Lumber from one tree. Enough to complete my whittling, carving, turning workshop room. Let it dry through the winter and use it in the spring or summer.

Reactions: Way Cool 2


----------



## woodtickgreg (Oct 24, 2017)

Wow, what a great looking pile of lumber!


----------



## rocky1 (Oct 24, 2017)

Know how you guys feel with the hoods on green tractors. Have a 2001 JD 5105, plastic side panel on the radiator broke, 18" x 24" little stamped mesh metal panel 8" x 18" - it was $165. Son works for John Deere in ND, asked him if he could get it any cheaper. Said time I paid shipping on it to him, and then down here, I wouldn't save enough to make it worth the hassle. And, as grumpy as Deere gets about selling outside the dealer's territory he didn't want to listen to them bitch. Said they sold someone a part 120 miles away and you'd have thought the world was coming to an end. 

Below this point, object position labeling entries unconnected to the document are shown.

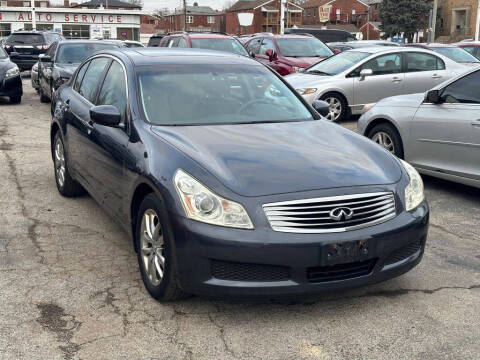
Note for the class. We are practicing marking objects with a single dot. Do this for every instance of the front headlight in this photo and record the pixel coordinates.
(12, 72)
(307, 91)
(414, 191)
(203, 205)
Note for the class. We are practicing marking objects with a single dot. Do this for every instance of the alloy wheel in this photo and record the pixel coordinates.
(335, 108)
(152, 247)
(60, 162)
(384, 140)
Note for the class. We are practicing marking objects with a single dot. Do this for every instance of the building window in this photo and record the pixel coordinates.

Hood on mine is fiberglass, someone ran into something with it before I bought it, hole in right front corner of the hood about 3"x3" where it ripped a chunk out. $800 for the hood last time I looked. Thought about picking up a fiberglass repair kit and fixing it, but they'll want $250 - $300 for enough paint to paint the hood.


----------



## Schroedc (Oct 24, 2017)

Can't believe I missed this question.

Lately I've been picking up pieces of vintage furniture that's beyond salvage and reclaiming the wood. Just bought six mission style chairs (of course none of them match) for 2.00 each and took them apart for the old quarter sawn white oak. Not long ago too apart a dresser for the solid birds eye maple top and drawer fronts that was from the late 1800's. Did buy one chair I was going to take apart until I saw the Stickley label, that one I'll try to use period lumber to fix the two broken legs.

Reactions: Like 1 | Way Cool 1


----------



## ripjack13 (May 13, 2019)

I'm reaching waaaay back.....
@Bob Ireland


----------